A Black, New York firefighter alleges that he was pressured by his fire captain to attend a "vile" event where racist imagery that mocked Juneteenth was displayed, according to a legal filing per NBC News.
On Thursday (August 11), a notice of claim was filed stating that Jerrod Jones and two other firefighters went to a private party in an affluent Rochester neighborhood after their captain Jeffrey Krywy suggested they all go.
The filing is a notice of intent to file a lawsuit, NBC News reports.
When arriving at the party, Jones "felt immediately uneasy, and his uneasiness intensified as he walked up the driveway and noticed a large cut out of former President Donald Trump," according to the filing.

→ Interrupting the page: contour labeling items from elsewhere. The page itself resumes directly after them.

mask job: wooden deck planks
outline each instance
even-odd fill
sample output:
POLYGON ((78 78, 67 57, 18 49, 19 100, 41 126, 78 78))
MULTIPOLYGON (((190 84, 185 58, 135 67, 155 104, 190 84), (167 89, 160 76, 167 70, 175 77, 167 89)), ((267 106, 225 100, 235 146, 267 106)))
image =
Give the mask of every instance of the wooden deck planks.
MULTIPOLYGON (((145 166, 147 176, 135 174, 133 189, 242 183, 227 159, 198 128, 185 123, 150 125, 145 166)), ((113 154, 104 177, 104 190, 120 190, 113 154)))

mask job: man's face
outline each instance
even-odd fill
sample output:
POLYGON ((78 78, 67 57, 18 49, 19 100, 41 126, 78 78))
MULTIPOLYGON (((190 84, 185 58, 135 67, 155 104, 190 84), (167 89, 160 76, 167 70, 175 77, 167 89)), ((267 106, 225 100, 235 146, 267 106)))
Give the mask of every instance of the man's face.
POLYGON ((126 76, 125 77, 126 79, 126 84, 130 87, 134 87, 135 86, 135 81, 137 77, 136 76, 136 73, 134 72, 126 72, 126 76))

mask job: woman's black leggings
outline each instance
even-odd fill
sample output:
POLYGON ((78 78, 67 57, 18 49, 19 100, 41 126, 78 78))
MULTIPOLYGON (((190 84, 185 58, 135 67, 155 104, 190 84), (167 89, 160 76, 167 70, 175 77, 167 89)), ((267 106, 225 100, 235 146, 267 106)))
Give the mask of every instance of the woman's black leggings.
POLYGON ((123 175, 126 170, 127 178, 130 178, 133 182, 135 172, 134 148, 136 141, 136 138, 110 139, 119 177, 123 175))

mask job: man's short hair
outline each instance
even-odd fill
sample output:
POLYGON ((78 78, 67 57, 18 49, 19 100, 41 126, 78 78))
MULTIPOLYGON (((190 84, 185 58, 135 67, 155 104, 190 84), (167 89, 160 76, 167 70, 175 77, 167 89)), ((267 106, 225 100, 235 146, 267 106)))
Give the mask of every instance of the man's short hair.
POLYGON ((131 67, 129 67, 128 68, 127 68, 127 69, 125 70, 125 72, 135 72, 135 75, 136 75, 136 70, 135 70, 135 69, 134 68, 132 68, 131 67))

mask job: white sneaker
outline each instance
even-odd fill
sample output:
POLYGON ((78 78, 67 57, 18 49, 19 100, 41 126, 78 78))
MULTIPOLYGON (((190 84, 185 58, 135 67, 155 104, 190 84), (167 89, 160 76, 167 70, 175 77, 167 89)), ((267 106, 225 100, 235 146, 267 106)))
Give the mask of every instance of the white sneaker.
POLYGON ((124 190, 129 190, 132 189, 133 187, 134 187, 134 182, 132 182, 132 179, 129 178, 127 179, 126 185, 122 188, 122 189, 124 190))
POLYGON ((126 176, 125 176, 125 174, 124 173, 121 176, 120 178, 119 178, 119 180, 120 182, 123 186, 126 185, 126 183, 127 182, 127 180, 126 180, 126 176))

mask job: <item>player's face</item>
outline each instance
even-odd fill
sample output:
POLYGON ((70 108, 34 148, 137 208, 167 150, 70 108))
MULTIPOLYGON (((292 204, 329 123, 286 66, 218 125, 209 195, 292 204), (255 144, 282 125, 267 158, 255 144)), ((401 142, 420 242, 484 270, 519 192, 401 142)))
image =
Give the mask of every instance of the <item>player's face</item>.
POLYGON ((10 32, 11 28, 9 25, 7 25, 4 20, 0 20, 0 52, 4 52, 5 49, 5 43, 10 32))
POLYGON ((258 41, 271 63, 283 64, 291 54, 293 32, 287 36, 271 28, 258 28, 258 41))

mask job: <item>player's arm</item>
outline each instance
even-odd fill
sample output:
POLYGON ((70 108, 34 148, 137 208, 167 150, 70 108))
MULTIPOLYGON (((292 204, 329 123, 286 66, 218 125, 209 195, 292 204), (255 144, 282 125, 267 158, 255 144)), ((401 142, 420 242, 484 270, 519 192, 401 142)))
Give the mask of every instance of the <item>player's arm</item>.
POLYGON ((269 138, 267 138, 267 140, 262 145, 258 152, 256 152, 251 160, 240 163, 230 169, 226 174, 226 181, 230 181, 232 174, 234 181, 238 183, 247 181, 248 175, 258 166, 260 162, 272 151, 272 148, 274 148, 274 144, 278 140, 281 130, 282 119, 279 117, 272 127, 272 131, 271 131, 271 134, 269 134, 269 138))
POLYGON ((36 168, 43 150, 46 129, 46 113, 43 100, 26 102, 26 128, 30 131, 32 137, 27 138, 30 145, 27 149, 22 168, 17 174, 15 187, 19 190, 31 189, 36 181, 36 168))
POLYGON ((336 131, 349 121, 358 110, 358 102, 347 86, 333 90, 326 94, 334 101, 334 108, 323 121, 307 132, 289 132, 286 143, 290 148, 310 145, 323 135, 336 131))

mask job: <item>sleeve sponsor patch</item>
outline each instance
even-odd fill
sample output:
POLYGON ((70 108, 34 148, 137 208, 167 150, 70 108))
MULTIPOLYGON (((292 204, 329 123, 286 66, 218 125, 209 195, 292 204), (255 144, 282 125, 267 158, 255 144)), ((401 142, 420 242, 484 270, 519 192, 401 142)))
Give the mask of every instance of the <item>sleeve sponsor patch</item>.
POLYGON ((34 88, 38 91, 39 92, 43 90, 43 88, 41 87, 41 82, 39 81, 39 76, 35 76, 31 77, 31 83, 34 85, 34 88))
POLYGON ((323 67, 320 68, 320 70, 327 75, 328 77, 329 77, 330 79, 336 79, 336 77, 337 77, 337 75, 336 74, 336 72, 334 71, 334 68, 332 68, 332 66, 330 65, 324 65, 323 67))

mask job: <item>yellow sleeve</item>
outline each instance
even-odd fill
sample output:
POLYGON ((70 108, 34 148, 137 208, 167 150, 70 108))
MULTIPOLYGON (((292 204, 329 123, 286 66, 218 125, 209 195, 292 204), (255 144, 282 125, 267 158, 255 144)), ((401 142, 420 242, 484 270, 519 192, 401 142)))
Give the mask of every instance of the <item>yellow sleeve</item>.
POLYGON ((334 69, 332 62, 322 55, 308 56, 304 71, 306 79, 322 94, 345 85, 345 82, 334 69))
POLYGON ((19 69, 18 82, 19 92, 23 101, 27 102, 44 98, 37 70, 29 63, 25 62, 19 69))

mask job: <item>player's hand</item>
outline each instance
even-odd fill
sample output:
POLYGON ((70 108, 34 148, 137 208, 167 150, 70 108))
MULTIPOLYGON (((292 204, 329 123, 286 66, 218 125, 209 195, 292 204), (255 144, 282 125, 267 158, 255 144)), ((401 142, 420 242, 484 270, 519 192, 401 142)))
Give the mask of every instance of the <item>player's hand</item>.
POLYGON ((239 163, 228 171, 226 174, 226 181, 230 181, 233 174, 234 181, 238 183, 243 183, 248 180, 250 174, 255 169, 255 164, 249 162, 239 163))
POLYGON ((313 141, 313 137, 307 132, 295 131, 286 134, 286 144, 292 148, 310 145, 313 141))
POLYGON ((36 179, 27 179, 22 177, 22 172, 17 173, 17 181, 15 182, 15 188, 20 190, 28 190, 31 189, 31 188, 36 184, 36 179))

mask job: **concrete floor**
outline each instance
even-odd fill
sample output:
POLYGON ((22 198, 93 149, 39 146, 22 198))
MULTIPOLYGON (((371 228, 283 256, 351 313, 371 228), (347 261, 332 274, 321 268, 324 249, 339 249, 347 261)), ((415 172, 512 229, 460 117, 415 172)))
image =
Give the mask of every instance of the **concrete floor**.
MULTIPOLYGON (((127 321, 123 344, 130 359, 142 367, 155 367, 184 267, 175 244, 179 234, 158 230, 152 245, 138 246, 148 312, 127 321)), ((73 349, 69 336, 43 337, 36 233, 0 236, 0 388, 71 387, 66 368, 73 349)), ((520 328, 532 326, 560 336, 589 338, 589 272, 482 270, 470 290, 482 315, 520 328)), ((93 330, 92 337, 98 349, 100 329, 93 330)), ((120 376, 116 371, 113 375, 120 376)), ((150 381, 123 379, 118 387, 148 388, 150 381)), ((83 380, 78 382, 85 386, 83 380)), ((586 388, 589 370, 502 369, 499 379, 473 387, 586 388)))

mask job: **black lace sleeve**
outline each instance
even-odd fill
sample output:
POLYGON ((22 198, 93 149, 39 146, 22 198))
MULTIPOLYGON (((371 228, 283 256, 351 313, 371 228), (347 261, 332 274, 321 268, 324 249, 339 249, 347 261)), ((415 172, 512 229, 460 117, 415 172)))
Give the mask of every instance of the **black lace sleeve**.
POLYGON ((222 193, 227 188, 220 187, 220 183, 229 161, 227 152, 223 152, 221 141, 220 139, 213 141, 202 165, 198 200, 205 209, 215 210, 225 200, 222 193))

The firefighter became "completely shocked" once he was able to see the backyard party in full and found two large Juneteenth celebration flags on the lawn that displayed buckets of Kentucky Fried Chicken in “an apparent use of the racist trope recycled by bigots to mock Black Americans,” the filing alleges.
According to the filing, Jones also saw "pictures of local democratic politicians on stakes across the grass around the backyard."
"Unable to leave and unsure of how to react," Jones told his fellow firefighters that he felt like he was in the movie Get Out, the filing said.
After leaving the party, the New York firefighter later reported the incident to a superior and asked them to address the issue, per the filing.
The superior promised to take action, but Jones was shocked to find that he was assigned to work with the same captain for his following shifts.
The filing said that Jones is currently on leave after suffering “emotional distress and fear of retaliation from Krywy and others.”
Rochester Fire Department Chief Felipe Hernandez said in a statement that an investigation of the incident had concluded and disciplinary action was “sent to the supervisor this week.”
“The allegations are serious, and the behavior described is unacceptable and an affront to everyone who works with the RFD and in City Hall,” Hernandez said.
Monroe County legislator Rachel Barnhart described the party Jones was allegedly pressured to go to as a “vile, racist event” and an “affront to every single citizen in this city.”
Nate McMurray, Jones' attorney, said the firefighter “feels like his family has betrayed him. Because he gave his life to this department and he always knew that there were problems, but he always believed he was part of helping the problems go away.”